Housing Shortage Tracker
Home prices around the country are continuing to surge—and they are not likely to slow down any time soon. In the last three years, the national median home price has increased about 20 percent, with annual gains of six percent on average. Meanwhile, in some areas, home prices are hitting warp speeds. Seattle and Denver metro areas have experienced about 40 percent price gains in the last three years.
Lack of housing inventory is considered the main reason that drives up home prices. Although new home construction has picked up, it is still not enough to accommodate the increased housing demand. Recently, the pace of permit issuance has been only about half the peak level in 2005. Furthermore, the unemployment rate has dropped below 4 percent due to a strong economy. As more people enter back into the work place the demand for housing is expected to increase as Americans set their sights on homeownership.

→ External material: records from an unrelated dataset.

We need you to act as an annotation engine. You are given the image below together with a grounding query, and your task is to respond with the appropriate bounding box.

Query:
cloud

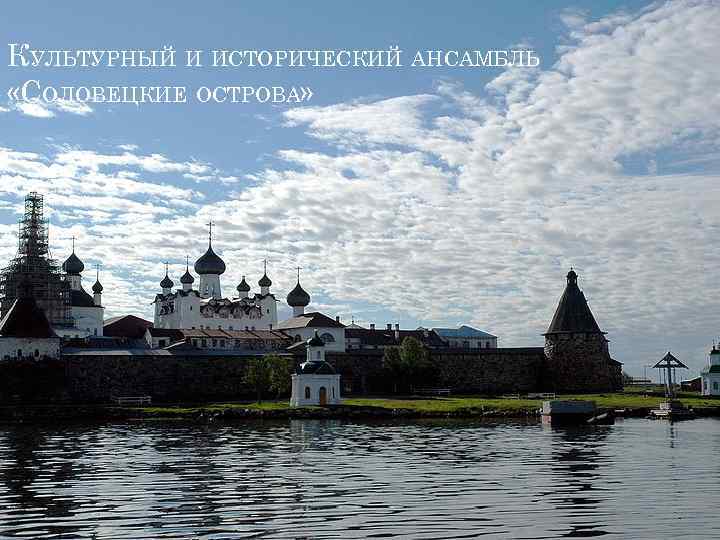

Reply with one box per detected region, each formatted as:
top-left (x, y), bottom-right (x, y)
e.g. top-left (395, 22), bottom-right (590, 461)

top-left (0, 2), bottom-right (720, 373)
top-left (9, 98), bottom-right (93, 118)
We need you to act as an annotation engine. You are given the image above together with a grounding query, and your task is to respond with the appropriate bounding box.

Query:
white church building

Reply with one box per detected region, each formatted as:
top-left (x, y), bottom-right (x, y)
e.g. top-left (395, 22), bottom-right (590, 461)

top-left (154, 227), bottom-right (277, 330)
top-left (55, 245), bottom-right (105, 338)
top-left (700, 344), bottom-right (720, 396)
top-left (290, 332), bottom-right (342, 407)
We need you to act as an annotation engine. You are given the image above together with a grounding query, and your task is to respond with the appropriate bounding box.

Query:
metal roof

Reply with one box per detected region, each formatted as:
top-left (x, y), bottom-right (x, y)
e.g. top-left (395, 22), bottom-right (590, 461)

top-left (433, 324), bottom-right (497, 338)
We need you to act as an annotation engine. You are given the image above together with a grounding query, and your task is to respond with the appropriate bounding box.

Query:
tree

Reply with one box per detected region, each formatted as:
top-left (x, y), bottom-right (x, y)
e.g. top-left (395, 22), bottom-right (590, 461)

top-left (383, 347), bottom-right (405, 394)
top-left (400, 337), bottom-right (430, 387)
top-left (265, 354), bottom-right (293, 399)
top-left (383, 337), bottom-right (431, 393)
top-left (245, 357), bottom-right (271, 403)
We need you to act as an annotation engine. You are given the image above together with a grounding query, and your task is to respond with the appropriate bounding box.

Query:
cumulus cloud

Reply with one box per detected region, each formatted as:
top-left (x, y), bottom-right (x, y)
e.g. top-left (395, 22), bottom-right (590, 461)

top-left (0, 1), bottom-right (720, 373)
top-left (10, 98), bottom-right (93, 118)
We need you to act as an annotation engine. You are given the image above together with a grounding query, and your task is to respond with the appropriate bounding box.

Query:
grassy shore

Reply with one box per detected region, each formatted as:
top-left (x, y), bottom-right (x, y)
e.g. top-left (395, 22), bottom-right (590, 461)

top-left (0, 389), bottom-right (720, 423)
top-left (133, 391), bottom-right (720, 417)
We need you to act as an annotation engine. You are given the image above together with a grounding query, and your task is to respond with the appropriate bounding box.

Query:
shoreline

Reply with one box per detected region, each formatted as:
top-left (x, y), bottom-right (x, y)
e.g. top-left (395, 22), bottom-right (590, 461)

top-left (0, 393), bottom-right (720, 425)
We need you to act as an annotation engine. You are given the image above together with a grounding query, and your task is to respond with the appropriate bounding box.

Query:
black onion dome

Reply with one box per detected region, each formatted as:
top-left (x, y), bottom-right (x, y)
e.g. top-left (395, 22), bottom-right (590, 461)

top-left (258, 274), bottom-right (272, 287)
top-left (287, 281), bottom-right (310, 307)
top-left (307, 330), bottom-right (325, 347)
top-left (195, 244), bottom-right (225, 276)
top-left (180, 268), bottom-right (195, 285)
top-left (63, 251), bottom-right (85, 276)
top-left (237, 276), bottom-right (250, 293)
top-left (160, 274), bottom-right (175, 289)
top-left (298, 360), bottom-right (335, 375)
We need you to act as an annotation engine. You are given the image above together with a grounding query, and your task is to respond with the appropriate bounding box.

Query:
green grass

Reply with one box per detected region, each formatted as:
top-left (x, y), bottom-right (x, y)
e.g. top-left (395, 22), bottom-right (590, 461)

top-left (121, 391), bottom-right (720, 417)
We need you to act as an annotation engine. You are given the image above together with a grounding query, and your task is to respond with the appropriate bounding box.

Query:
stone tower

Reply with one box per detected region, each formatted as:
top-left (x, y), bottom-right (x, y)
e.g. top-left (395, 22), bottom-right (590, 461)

top-left (543, 268), bottom-right (622, 393)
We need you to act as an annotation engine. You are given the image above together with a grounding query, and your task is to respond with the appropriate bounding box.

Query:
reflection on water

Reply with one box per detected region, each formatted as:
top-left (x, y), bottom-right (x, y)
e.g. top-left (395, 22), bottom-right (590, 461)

top-left (0, 419), bottom-right (720, 539)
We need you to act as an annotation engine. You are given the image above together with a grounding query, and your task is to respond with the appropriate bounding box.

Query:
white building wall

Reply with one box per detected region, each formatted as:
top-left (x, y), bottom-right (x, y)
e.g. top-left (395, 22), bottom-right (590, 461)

top-left (700, 373), bottom-right (720, 396)
top-left (283, 327), bottom-right (345, 352)
top-left (0, 337), bottom-right (60, 360)
top-left (154, 288), bottom-right (277, 330)
top-left (447, 337), bottom-right (497, 349)
top-left (290, 374), bottom-right (342, 407)
top-left (198, 274), bottom-right (222, 298)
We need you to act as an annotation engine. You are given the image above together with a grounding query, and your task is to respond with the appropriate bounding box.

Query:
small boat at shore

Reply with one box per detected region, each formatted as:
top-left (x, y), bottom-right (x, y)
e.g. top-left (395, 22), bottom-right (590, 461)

top-left (650, 400), bottom-right (695, 420)
top-left (541, 399), bottom-right (615, 425)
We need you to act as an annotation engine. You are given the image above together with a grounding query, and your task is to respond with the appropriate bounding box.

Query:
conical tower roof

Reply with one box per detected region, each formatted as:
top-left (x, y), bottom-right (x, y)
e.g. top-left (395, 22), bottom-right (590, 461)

top-left (545, 268), bottom-right (605, 335)
top-left (0, 284), bottom-right (57, 338)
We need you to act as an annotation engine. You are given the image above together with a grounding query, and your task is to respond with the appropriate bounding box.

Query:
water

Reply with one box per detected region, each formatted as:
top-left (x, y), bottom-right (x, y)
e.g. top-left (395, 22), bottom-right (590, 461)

top-left (0, 419), bottom-right (720, 539)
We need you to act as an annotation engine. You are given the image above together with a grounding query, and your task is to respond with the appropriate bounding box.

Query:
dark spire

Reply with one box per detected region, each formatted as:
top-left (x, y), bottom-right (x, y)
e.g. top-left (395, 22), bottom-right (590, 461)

top-left (258, 259), bottom-right (272, 287)
top-left (63, 236), bottom-right (85, 276)
top-left (93, 264), bottom-right (103, 294)
top-left (0, 282), bottom-right (57, 338)
top-left (180, 255), bottom-right (195, 285)
top-left (160, 262), bottom-right (175, 289)
top-left (546, 268), bottom-right (603, 334)
top-left (286, 266), bottom-right (310, 307)
top-left (195, 221), bottom-right (225, 276)
top-left (237, 276), bottom-right (250, 296)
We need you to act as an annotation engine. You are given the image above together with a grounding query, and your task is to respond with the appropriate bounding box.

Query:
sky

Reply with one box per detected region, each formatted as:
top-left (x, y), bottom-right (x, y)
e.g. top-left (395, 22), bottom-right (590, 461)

top-left (0, 0), bottom-right (720, 376)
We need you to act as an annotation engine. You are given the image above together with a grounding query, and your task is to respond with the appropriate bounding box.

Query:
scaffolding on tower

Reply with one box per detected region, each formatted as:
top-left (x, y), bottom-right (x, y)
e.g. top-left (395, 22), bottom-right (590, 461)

top-left (0, 192), bottom-right (72, 327)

NAR identifies the metro areas with the highest deficit of homes. The Monthly Housing Shortage Tracker is an index, which compares how many permits are issued relative to the number of new jobs. The higher the index the higher the housing shortage in the area since it shows that more jobs have been created than homes. Based on the historical average, two permits are issued for every new job. However, the highest value for the index in April was 13.6 in the San Jose, CA metro area. This means that for every 14 new jobs a single-family unit is permitted. In contrast, a single-family unit is permitted for every new job in Sarasota, FL metro area.

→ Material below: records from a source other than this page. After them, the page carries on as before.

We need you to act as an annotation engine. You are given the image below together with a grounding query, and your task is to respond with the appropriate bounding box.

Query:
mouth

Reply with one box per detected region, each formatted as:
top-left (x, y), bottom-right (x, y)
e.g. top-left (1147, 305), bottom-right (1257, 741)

The “usual suspects” are at the top of the list. It is noteworthy that, among the top ten metro areas with the highest housing shortage, seven are located in California.
The visualization below allows you to see how many permits are issued for every new job for 178 metro areas. Click on a metro area on the map and see the number of permits issued and new jobs created in the last three years.

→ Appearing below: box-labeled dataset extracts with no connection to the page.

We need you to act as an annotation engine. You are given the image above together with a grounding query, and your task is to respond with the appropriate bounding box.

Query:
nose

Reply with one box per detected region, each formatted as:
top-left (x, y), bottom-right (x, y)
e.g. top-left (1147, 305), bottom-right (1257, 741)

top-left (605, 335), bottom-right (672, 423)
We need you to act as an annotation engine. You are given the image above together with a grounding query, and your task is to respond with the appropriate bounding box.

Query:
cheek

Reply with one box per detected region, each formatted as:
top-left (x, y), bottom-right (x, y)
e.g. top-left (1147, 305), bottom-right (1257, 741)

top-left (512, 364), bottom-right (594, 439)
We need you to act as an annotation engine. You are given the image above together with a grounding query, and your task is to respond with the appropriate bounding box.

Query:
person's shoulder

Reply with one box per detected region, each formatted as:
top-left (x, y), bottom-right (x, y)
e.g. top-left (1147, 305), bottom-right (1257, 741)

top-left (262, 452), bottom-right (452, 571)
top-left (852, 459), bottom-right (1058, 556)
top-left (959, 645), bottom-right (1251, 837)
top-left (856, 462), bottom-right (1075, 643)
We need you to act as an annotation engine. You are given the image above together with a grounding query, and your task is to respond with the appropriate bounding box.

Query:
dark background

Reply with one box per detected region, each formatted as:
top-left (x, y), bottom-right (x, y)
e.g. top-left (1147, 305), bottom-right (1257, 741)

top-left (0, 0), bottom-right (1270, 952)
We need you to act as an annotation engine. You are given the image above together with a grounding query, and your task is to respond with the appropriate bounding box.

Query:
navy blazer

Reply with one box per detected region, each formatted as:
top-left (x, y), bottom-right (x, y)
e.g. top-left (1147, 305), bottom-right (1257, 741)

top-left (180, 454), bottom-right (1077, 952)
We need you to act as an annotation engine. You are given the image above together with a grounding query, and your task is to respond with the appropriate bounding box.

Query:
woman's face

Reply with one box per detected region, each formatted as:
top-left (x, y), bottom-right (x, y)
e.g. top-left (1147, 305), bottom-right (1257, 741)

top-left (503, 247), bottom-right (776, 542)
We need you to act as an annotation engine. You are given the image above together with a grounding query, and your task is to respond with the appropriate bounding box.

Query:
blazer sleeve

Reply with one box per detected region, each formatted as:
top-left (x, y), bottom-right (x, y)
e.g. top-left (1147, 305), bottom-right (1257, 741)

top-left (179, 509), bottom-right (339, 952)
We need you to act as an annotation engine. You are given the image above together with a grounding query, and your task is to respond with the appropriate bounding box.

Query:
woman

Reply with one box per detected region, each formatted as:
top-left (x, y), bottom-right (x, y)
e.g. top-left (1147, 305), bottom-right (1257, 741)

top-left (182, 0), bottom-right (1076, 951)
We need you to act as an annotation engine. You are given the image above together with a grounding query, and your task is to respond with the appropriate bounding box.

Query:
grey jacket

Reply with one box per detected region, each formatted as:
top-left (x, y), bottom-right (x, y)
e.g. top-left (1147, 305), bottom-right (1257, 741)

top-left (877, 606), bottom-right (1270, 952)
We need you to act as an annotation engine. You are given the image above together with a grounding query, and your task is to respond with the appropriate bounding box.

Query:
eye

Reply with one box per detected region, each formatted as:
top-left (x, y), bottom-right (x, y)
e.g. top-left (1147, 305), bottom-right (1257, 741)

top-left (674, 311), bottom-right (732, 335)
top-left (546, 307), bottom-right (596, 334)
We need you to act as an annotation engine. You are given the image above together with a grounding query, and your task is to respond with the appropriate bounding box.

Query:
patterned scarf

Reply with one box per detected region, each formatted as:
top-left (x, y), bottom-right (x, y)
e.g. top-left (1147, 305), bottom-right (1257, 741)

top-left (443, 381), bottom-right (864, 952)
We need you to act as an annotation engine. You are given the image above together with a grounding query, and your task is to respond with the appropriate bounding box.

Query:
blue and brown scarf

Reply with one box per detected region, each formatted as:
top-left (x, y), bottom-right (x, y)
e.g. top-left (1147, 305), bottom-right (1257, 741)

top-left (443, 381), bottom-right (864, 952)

So, what should be done? Here is a very simple answer: build more homes. There is strong demand for housing, but not enough supply. That leads to rising home prices. By increasing the supply of housing price growth will ease. However, building too few homes may be the most significant factor, but not the only one. The vast majority of houses coming on to the market are not newly-built, but existing homes. In the meantime, the number of residents age 65 and over grew from 35.0 million in 2000, to 49.2 million in 2016, accounting for 12.4 percent and 15.2 percent of total population, respectively. The median age is increasing in most areas of the country. This means that the average homeowner has become less likely to move and therefore fewer existing homes will be put on the market. So, while building more homes will help housing shortage, other factors, including an aging population, will make a return to “normal” housing inventory levels difficult to reach in the near-term.